What you shouldn’t expect at this price: long time at any one location. This is a “see-and-hear” experience. If you want to sit in one square for 30 minutes, read every plaque, and take slow photos, you’ll need extra time before or after.
The good news: the tour starts at 7:30 pm and ends where you begin, so you can smoothly build the rest of your evening around it.
Who This Tour Suits Best (and Who Might Want Another Option)
You’ll probably love this tour if you:
- enjoy night walking and can handle short stops without getting bored
- like stories that mix landmark facts with legend
- want a guided Old Town intro that doesn’t require planning every street
It’s also a great fit for couples and small groups who want something fun and atmospheric that still teaches history.
You might want to skip it (or pair it with a daytime wander) if:
- you’re uncomfortable standing for an hour (there are no seats)
- you dislike darker historical topics like plague and execution stories
- you want lots of free time for exploring on your own
The group cap of 35 is a comfort factor. It’s large enough to keep the experience lively, but small enough that the guide can still work the route without feeling lost in a crowd.
Quick Tips to Get the Most Out of It

A few practical moves will improve your experience:
- Wear comfortable shoes and plan for standing.
- Arrive early enough to feel settled before the story begins.
- Have your phone charged. You’ll likely want photos, especially near the end.
- If the plague or execution segments feel intense, just mentally switch to listening for the historical context. The guide’s role is to frame the story, not only scare.
And if you’re choosing between booking now or later: the tour is commonly booked about 33 days in advance, so earlier reservations can help if your schedule is tight.
Should You Book This Guided Ghost Tour with Actors from Stockholm?

If you want an Old Town experience that feels theatrical but still rooted in real places, I’d book this. It’s a smart mix: guided history, actor-led scenes, and a route designed to keep you moving through Stockholm’s most story-rich spots.
Book it especially if you’re the type who likes learning while you walk. The tour’s best ingredient is the pacing: short stops, clear focus, and characters you can remember afterward.
Skip it if you want comfort and slow wandering.
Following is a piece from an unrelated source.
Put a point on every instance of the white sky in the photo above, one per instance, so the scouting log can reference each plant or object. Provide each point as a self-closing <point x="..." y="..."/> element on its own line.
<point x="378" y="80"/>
This tour is built for standing, moving, and absorbing fast.
FAQ
FAQ
How long is the ghost tour?
The tour lasts about 1 hour.
Where does the tour start, and where does it end?
It starts at Köpmantorget, 111 31 Stockholm, Sweden and ends back at the meeting point.
What time does the tour begin?
The start time is 7:30 pm.
How much does the tour cost?
The price is $37.32 per person.
Do I need to print a ticket?
No. You’ll use a mobile ticket.
Is there seating during the tour?
No. There are no seats, and you explore on foot.
Is the tour limited to a certain group size?
Yes. It has a maximum of 35 travelers.
Is food included?
Dinner is not included. You can add food and the operator will make a booking for traditional Swedish dishes.
Is it free to cancel if plans change?
The tour offers free cancellation, with full refund if you cancel up to 24 hours before the experience’s start time.